According to analysis released by motoring association AA and published by Press Association, petrol prices could jump by as much as 26 cents (18.7 pence) per liter in the event of a Brexit, due to fears over a fall in the value of the UK pound and an expected rebound in global oil prices.
— Alex Hegenbarth (@AlexHegenbarth) February 18, 2016
The study's "worst case scenario" is based on concerns over the value of the pound, given speculation from Goldmach Sachs that the British currency could decrease by 20 percent if the country votes to leave the EU.
AA warned that a two-car family could be forced to pay an extra US$708 (£494) a year more for petrol, if the pound drops in value and the price of oil rises to more than US$90 a barrel.
While global oil prices have been hovering around US$30 a barrel, analysts have suggested prices could increase following a joint decision from Russian and Saudi Arabian officials to freeze oil production.

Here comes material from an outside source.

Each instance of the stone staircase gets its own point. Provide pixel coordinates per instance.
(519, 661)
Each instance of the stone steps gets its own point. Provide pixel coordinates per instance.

The speculation over oil prices appears to boost the argument for those looking to stay in the EU, as both 'In' and 'Out' campaigns push the case that British businesses and citizens will be better off economically alone or as part of the EU.
Edmund King, AA president, said: "We don't take a view as to whether the UK should leave the European Union as that is up to the people to decide in a referendum.
"However, even before the referendum vote, it seems that financial reports suggest leaving the EU could lead to a sharp fall in the value of the pound which in turn could hit pump prices within days.
"The instability of the pound — combined with Opec countries already looking to freeze oil output and the usual increase in fuel use during the US motoring season — could mean a significant hike in petrol costs."